Era un día tórrido de finales de verano. Había tres familias a la orilla del río, cada una a lo suyo pero los niños jugando juntos en el agua. Se habían instalado a mediodía. Reían y discutían por tonterías desde la calma propia del periodo vacacional, y como tal, tampoco les preocupaba el jaleo que estaban montando, simplemente estaban a lo suyo sin preocuparse por nada más.
Luego había una mujer con una silla de camping un poco. De pelo cano, hacia los cincuenta quizá. Llevaba un vestido amplio de colores chillones y unas sandalias que, aunque no parecían las más apropiadas para el camino pedregoso que llevaba a aquella vereda del río, caminaba habilidosa sabiendo perfectamente dónde posar sus pies.
Llegó a primera hora de la tarde, cuando el calor resultaba casi insoportable incluso con los pies dentro del agua; pero ella apareció sin una muestra de sofoco. Analizó con una mirada profundamente fría a las familias y eligió un rinconcito a la sombra de un castaño solitario. Se dio un chapuzón rápido, más que nada porque los críos no dejaban de salpicarla, y se acomodó en su silla contemplando la vegetación. Una vez se secó, extendió la toalla en el césped y comenzó a hacer ejercicios de yoga. Tras una intensa sesión, se zambulló de nuevo en el agua sin librarse de las consecuencias de los juegos de los niños. La mujer continuó toda la tarde repitiendo el proceso: silla observando la naturaleza mientras su cuerpo se secaba, yoga y de vuelta al agua.

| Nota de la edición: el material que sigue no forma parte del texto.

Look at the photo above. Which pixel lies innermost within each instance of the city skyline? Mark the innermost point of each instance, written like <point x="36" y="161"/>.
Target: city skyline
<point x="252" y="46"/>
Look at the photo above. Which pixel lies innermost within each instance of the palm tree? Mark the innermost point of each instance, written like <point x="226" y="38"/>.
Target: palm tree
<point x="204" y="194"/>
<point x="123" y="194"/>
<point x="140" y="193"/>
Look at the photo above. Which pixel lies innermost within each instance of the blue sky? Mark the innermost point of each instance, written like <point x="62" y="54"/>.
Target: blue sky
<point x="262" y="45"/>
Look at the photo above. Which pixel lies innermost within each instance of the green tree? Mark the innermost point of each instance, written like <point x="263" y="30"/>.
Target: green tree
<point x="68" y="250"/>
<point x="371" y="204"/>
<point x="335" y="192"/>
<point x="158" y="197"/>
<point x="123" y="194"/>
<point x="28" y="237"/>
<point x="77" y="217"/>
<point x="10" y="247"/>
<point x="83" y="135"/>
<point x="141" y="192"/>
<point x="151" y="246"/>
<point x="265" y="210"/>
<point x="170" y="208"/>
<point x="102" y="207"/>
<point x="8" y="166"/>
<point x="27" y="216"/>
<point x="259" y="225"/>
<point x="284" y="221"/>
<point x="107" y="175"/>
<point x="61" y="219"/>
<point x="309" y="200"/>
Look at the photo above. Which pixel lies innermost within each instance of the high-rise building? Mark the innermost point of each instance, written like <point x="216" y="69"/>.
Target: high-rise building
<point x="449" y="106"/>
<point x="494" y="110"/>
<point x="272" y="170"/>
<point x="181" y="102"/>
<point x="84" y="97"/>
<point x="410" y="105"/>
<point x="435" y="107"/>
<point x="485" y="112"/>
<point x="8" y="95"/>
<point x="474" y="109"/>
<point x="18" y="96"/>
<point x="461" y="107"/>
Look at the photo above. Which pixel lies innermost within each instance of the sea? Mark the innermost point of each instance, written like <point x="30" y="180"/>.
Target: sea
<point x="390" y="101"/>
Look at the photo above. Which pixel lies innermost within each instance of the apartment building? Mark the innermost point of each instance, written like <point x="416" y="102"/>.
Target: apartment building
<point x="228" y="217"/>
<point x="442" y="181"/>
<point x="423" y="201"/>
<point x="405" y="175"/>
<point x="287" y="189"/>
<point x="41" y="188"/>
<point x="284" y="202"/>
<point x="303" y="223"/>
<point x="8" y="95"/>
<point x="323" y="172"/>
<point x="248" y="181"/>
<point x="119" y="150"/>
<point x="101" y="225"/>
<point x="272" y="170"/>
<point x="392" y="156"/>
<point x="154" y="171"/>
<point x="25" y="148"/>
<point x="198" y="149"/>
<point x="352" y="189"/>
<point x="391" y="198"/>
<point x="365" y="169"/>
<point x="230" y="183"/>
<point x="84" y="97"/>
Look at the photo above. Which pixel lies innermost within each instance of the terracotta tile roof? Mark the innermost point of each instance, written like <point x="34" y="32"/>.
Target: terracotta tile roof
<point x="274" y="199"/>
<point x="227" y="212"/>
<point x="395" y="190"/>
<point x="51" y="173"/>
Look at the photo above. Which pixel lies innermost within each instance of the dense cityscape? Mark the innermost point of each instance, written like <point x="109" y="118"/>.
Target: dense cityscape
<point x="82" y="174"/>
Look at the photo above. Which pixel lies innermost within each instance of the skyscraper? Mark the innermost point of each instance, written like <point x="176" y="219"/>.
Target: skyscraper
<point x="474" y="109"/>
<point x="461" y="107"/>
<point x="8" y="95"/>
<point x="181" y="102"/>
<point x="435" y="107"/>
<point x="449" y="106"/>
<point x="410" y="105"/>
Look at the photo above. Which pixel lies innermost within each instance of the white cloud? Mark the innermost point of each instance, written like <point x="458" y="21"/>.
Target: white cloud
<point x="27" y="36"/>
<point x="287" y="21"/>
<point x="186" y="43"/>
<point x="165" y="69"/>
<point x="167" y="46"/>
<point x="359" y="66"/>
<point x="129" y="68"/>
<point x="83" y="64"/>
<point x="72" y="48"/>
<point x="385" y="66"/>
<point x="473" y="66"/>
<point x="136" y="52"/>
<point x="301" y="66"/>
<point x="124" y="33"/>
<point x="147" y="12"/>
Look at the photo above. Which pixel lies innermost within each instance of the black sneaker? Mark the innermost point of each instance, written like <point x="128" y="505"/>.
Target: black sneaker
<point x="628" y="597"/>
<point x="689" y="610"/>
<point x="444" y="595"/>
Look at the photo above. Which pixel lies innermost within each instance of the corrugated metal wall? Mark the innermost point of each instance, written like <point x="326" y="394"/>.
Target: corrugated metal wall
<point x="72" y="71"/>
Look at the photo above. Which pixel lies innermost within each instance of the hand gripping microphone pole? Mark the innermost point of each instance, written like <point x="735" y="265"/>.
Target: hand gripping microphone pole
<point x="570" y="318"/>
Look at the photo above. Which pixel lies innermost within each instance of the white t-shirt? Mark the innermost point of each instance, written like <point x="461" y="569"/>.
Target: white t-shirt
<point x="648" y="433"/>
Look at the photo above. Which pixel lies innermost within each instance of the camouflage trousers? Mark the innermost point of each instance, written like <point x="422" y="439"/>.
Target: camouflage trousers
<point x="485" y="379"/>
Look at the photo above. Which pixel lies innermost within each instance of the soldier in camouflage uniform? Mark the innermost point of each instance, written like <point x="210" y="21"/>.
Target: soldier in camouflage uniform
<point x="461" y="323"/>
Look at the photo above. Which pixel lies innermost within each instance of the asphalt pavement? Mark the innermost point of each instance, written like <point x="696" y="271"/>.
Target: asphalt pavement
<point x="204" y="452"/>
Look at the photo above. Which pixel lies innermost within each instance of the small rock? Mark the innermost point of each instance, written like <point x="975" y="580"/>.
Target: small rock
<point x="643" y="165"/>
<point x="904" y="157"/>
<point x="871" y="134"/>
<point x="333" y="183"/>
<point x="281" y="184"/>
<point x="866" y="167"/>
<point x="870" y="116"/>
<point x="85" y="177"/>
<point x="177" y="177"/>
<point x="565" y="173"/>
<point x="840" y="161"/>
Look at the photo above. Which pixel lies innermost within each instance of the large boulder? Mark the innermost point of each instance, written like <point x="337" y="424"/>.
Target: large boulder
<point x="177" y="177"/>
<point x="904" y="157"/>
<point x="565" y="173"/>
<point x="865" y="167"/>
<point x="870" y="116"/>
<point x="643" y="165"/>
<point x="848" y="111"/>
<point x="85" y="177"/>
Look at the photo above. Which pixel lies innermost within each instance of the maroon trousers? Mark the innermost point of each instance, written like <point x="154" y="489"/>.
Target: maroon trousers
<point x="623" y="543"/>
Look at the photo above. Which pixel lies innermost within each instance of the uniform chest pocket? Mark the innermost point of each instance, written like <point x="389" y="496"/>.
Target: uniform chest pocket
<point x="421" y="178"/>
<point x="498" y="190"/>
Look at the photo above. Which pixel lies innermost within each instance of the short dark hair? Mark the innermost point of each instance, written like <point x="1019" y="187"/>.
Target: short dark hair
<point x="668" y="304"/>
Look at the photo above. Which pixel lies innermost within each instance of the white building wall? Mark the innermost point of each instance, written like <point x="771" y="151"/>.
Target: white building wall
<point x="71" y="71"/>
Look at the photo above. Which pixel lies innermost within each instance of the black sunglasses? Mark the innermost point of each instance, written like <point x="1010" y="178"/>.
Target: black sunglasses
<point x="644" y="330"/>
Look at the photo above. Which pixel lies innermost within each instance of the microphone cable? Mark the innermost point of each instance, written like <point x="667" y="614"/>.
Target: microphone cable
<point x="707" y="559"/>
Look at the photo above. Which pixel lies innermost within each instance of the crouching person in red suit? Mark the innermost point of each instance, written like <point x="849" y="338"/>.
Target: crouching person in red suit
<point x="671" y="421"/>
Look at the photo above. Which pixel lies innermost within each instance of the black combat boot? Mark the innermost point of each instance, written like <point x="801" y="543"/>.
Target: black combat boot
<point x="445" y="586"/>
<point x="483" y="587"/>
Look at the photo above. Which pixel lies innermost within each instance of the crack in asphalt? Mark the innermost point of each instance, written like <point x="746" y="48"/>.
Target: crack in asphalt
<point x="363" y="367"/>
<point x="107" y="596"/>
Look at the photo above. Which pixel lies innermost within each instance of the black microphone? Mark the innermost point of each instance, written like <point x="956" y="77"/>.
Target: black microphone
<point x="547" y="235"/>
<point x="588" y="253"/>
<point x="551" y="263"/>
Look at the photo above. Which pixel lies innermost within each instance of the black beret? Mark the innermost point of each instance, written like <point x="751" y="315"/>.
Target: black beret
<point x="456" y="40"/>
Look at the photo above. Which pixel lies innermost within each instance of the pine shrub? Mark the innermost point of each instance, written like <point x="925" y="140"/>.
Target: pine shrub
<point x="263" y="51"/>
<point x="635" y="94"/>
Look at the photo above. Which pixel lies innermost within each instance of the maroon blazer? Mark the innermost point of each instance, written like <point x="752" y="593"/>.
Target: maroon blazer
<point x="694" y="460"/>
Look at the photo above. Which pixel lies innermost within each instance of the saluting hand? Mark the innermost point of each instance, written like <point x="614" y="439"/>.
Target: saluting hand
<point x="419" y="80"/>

Las familias no fueron ajenas a su presencia, más que nada porque su rostro no les resultaba familiar y en el pueblo todos se conocían. Donde en muchos otros lugares reclamaban la presencia de los turistas en beneficio de la economía local pese a quejarse de lo difícil que se volvía aparcar, allí se enorgullecían de espantarlos por el simple hecho de que no los querían. ni los necesitaban.
A la mujer, por su parte, tampoco le agradaba su presencia; aún cuando no era que estuvieran a gritos, lo cierto era que con el paso de las horas habían ido escalando el volúmen de sus voces, por no mencionar cómo los niños, que obviamente estaban en edad de jugar y divertirse, habían pasado a salpicarla a propósito sin ni una llamada de atención por parte de sus progenitores.
En cuanto el sol desapareció en el horizonte, las tres familias recogieron sus bártulos, que no así todos sus desperdicios, y se disponían a marcharse. Donde debieran recordar aquel día con cariño, en cambio, pasaría a formar parte de sus pesadillas. El griterío de las familias se detuvo por un breve instante al ver cómo la mujer se transformaba en un lobo y se abalanzaba sobre ellos. Les dejó marcados a todos pero nada de gravedad, calculó a conciencia cuanta presión podían ejercer sus dientes y sus garras en cada cuerpo. Era solo una amenaza.
Después, se volvió a transformar en la mujer de pelo canoso y vestido colorido, recogió toda la basura que los otros habían dejado y se marchó por donde había venido, bajo la atenta mirada de las tres familias que permanecían inmóviles y con el único ruido de fondo del agua salpicando entre las piedras.